Neither brother was surprised that other owners wouldn’t talk to me. “Everybody’s scared,” F explained. Some illicit operators will be denied a license. Others will just shut down of their own accord. The regulated market here will entail tons of costs beyond licensing, which those waiting have heard will total $250,000, including security, safety, and more, even before sales tax. “You’re losing 50 to 60 percent by being legal that you’re paying for compliance,” said Earl McGhee, a consultant who works in cannabis distribution in California and has closely followed the situation in New York. According to a survey by the National Cannabis Industry Association, more than one-third of the nearly 400 businesses surveyed said they were not profitable. In the unregulated market, with none of that loss in profit, the weed bodega is a potential gold mine. One seller who asked not to be named told me he knows “many people” making up to $40,000 a day selling weed — most of which comes from California — wholesale and to individuals.
In this brief window of opportunity before a more sanitized version of New York’s cannabis store sweeps in — the California-based juggernaut Med Men, where customers swipe through products on iPads as in an Apple Store, already has a flagship on Fifth Avenue — weed bodegas will thrive. And as long as they are left to telegraph the nature of their business all but explicitly, so will their charming garishness.

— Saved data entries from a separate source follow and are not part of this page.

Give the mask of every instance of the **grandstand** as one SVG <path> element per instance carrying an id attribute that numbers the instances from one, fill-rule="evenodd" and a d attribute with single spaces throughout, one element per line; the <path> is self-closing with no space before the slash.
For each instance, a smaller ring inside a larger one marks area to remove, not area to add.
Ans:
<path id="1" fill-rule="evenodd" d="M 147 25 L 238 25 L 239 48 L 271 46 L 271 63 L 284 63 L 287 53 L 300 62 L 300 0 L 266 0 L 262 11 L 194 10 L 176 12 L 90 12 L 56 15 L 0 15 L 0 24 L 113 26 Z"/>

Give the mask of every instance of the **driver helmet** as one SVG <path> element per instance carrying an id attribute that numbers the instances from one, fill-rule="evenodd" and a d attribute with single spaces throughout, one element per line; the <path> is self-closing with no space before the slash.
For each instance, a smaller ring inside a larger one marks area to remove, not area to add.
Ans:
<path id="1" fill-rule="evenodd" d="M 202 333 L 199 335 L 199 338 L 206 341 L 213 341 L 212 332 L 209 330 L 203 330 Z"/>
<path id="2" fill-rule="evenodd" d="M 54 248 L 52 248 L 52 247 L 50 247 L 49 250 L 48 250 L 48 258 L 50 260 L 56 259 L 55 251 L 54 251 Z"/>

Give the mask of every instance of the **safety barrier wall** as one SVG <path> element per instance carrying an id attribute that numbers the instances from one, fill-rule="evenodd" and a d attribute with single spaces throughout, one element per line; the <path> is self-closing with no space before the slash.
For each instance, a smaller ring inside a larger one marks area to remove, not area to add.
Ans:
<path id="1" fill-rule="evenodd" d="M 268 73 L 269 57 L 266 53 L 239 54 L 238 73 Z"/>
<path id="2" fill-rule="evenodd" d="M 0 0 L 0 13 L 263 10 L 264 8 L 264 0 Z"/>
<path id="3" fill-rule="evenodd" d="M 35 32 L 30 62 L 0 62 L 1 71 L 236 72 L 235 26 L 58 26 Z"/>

Of course, not everyone is charmed. While cops and regulators have largely left the weed bodegas alone, co-op boards and neighborhood-watch types have become their own version of the city’s DEA. Brooklyn Heights residents recently protested neon signage featuring a grinning skull at Exotic Smoke Shop on Henry Street, saying it violated Landmarks Preservation Commission rules. “I can think of no greater affront to our community, and I hope their punishment is swift and harsh,” one wrote on Brooklyn Heights Blog. The sign was eventually taken down.
Do naysayers find the weed bodega offensive because of what it sells or what it looks like? “We’re not trying to hurt anybody,” the man behind the counter on Henry told me recently. He said people have come into the store to call him an asshole. “But people in this neighborhood smoke weed, so.”